Least number of perfect square numbers that sums upto n
You can simplify your solution to:
def numSquares(self,n):
if(n == 0):
return 0
if(n == 1):
return 1
squares = self.findSquares(n)
rows = len(squares)
cols = n + 1
mat = [n] * cols
mat[0] = 0
for s in squares:
for j in range(s,cols):
mat[j] = min(mat[j], 1 + mat[j - s])
return mat[n]
This avoids using:
- the self.min function
- the division/modulus operation in the inner loop.
- the 2d array
and is about twice as fast.
A bit late, but I believe this answer can help others as it did me. This below is the fastest solution possible with O(sqrt(n)) time complexity
It is based on Lagrange’s four-square theorem every natural number can be represented as the sum of four integer squares.

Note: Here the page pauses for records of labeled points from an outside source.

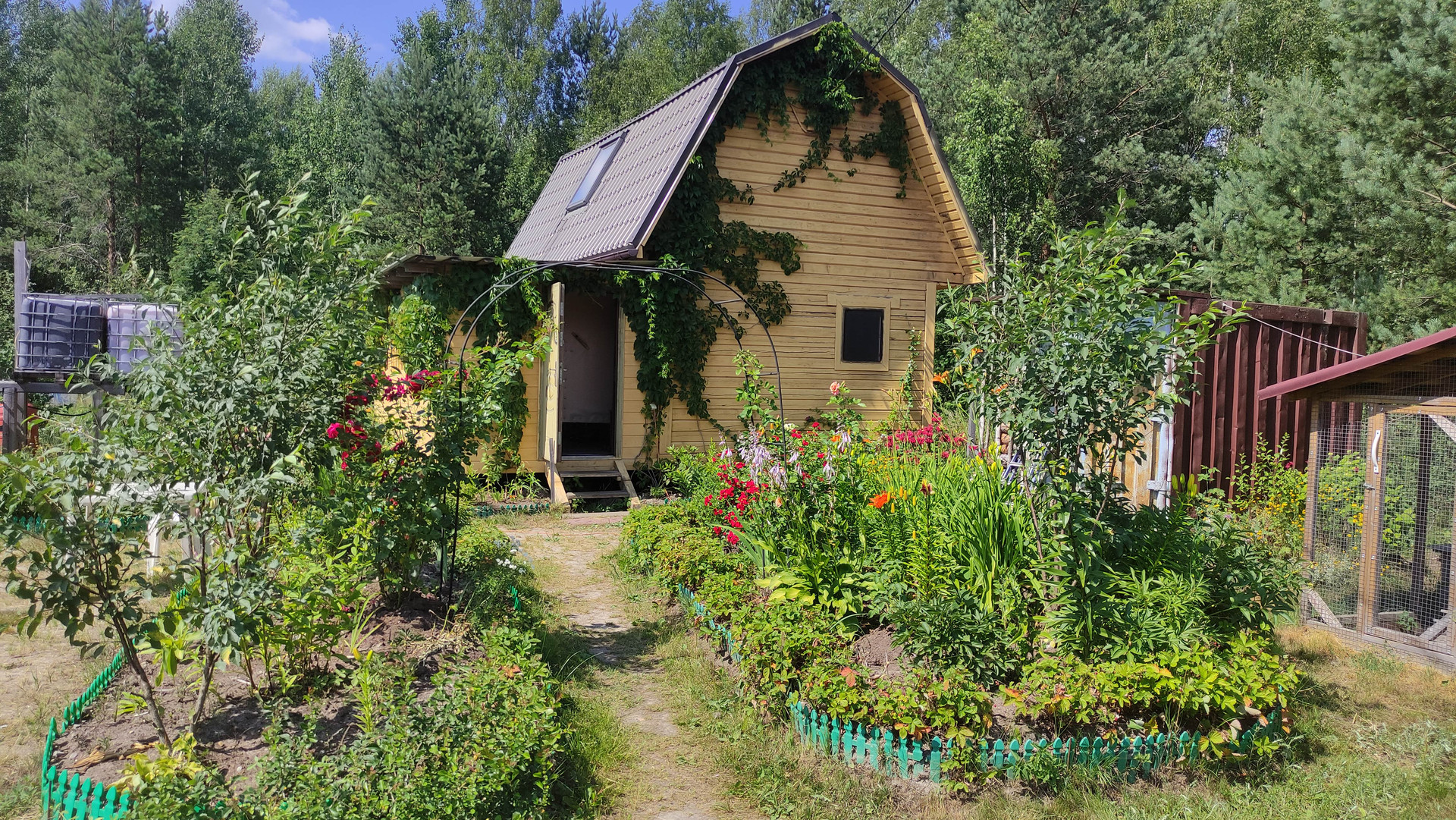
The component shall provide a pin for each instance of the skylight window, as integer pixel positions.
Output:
(593, 178)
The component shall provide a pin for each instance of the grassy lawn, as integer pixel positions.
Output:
(1381, 742)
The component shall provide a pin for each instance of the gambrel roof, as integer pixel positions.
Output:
(655, 147)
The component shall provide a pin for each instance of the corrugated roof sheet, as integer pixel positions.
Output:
(657, 143)
(641, 180)
(1405, 362)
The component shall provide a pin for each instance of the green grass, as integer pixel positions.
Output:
(596, 746)
(767, 766)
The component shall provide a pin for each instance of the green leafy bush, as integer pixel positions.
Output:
(954, 633)
(1206, 686)
(479, 742)
(488, 567)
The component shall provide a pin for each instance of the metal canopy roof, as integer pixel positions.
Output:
(1411, 373)
(638, 184)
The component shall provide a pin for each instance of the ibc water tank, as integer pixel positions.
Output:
(133, 325)
(55, 334)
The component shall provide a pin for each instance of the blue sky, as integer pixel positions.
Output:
(297, 31)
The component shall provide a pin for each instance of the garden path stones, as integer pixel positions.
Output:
(672, 777)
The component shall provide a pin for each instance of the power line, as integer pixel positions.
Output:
(1304, 337)
(908, 6)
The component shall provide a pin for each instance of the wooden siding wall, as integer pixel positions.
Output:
(861, 242)
(1225, 419)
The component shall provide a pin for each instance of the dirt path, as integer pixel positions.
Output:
(673, 777)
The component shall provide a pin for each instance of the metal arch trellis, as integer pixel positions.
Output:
(497, 291)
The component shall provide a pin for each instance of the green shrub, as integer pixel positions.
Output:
(1204, 686)
(479, 743)
(487, 568)
(956, 633)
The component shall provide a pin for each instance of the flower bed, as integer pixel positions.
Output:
(408, 690)
(887, 587)
(894, 755)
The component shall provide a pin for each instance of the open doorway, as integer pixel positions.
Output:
(588, 391)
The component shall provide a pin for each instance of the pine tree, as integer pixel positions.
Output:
(435, 158)
(1347, 196)
(105, 180)
(1120, 104)
(334, 153)
(1002, 171)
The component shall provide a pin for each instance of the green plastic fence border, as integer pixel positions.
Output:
(526, 509)
(67, 796)
(902, 756)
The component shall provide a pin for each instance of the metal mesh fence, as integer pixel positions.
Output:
(1417, 487)
(1337, 525)
(1381, 533)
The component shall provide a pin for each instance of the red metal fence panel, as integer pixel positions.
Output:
(1223, 417)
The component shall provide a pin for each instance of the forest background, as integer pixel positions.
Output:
(1304, 150)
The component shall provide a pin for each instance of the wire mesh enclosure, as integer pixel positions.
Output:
(1382, 498)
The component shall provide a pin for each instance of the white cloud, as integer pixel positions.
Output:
(284, 33)
(280, 27)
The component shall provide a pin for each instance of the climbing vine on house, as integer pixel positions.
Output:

So the answer set would be 1, 2, 3 or 4.
class Solution:
def is_perfect(self, n):
x = int(math.sqrt(n))
return x * x == n
def numSquares(self, n: int) -> int:
if n < 4:
return n
if self.is_perfect(n): # number is a perfect square
return 1
# the result is 4 if number = 4^k*(8*m + 7)
while n & 3 == 0: # while divisible by 4
n >>= 2
if n & 7 == 7: # 8m+7 => last 3 digits = 111
return 4
x = int(math.sqrt(n))
for i in range(1, x + 1): # sum of 2 perfect squares
if self.is_perfect(n - i * i):
return 2
return 3 # by elimination